糖尿病は21世紀の流行病 "見えない疾患"にどう立ち向かうか ADA2016
2016.06.16
「糖尿病は21世紀の"流行病"と呼ばれるようになったが、その深刻さの度合いに対し、医療者や社会の認知はまだ十分ではない。例えば、がんや心臓病、エイズなどの死亡率の高い病気に比べると、認知の度合いはまだ低いのが現状だ」と、米国糖尿病学会の医療・サイエンス部門部長であるDesmond Schatz氏(フロリダ大学糖尿病研究所)は言う。
「米国の糖尿病関連の医療は今後20年間で7兆ドルを超えると予測されている。糖尿病は世界中で山火事のように猛威を振るっているが、そのことに気付いている人は十分に増えていない」という。

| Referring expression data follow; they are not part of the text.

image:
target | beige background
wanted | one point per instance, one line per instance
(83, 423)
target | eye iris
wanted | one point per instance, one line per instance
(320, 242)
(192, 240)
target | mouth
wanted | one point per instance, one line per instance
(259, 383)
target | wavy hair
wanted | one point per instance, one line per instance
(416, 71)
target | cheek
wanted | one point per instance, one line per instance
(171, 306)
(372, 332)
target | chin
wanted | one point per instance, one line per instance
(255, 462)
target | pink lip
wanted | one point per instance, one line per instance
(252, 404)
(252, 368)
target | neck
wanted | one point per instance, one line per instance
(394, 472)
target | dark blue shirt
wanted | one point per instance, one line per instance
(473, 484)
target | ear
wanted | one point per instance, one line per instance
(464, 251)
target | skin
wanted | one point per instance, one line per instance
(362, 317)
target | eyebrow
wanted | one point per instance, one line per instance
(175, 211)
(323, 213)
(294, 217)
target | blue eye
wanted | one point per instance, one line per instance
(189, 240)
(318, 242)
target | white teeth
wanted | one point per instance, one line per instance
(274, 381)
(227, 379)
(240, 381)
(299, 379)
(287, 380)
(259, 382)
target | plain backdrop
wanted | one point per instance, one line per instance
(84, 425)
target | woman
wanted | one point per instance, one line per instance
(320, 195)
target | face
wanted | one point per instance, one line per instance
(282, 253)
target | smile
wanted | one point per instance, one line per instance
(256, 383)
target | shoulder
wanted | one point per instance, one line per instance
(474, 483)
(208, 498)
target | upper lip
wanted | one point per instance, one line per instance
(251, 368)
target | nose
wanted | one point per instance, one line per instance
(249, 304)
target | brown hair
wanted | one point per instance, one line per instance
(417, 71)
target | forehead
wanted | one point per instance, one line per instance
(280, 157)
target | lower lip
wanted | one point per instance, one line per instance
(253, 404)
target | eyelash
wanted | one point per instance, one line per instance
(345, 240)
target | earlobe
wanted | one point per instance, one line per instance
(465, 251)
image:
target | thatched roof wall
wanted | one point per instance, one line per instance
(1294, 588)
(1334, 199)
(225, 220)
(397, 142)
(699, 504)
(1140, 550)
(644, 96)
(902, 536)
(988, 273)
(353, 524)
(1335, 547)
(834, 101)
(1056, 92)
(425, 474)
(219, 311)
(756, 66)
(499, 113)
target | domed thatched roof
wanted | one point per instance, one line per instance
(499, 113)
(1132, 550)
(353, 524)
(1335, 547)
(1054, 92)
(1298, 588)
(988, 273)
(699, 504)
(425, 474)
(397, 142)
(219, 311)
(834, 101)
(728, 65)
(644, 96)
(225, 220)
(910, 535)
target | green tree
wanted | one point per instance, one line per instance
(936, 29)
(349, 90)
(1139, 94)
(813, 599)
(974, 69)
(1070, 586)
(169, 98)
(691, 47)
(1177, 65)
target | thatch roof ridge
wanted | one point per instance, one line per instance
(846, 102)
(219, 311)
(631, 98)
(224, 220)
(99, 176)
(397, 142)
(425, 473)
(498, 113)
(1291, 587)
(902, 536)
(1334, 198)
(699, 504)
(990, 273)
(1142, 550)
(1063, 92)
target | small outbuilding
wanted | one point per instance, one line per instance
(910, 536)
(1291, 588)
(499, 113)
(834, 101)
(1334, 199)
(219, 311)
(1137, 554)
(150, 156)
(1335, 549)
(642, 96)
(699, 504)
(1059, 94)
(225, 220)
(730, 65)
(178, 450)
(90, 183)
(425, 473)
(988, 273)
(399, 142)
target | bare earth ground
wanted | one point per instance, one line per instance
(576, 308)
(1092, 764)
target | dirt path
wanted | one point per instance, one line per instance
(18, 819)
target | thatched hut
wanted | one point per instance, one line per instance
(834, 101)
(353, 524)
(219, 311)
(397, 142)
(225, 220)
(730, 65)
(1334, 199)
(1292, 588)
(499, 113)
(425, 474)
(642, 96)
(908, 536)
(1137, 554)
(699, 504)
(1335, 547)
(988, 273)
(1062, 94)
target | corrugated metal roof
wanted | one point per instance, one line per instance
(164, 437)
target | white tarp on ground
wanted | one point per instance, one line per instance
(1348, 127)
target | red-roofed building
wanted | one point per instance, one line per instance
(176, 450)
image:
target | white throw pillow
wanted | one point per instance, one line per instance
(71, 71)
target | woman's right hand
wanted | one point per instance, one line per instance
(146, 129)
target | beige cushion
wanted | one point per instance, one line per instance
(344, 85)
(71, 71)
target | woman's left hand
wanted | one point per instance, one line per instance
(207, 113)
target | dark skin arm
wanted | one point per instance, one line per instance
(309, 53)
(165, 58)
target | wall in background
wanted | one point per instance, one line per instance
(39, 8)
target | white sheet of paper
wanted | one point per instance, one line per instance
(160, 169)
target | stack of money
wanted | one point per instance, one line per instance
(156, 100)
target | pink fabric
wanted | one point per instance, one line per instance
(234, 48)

ハリス世論調査によると、米国人の大半は「糖尿病は、糖尿病である患者自身の問題であり、他者や社会集団によって個人に押し付けられたスティグマのようなものだ」と考えている。しかも糖尿病の有病率は上昇を続けているにもかかわらず「多くの人が糖尿病について適切な知識をもっていない」。
糖尿病に携わる医療者は血糖コントロールと糖尿病合併症の関連や、合併症と医療費の関連について知っているが、血糖コントロールの目標を達成できている患者は少数だ。患者の自己管理能力を高めるための教育が困難を伴うことに多くの医療者は頭を痛めている。
「ADAの年次学術集会には世界トップクラスの知性が集まっているが、会場の外ではどうだろうか? 研究者間で情報を共有し糖尿病医療の進歩をはかると同時に、社会のより多くの階層に呼びかけコラボレーションしていくことが重要だ」と指摘している。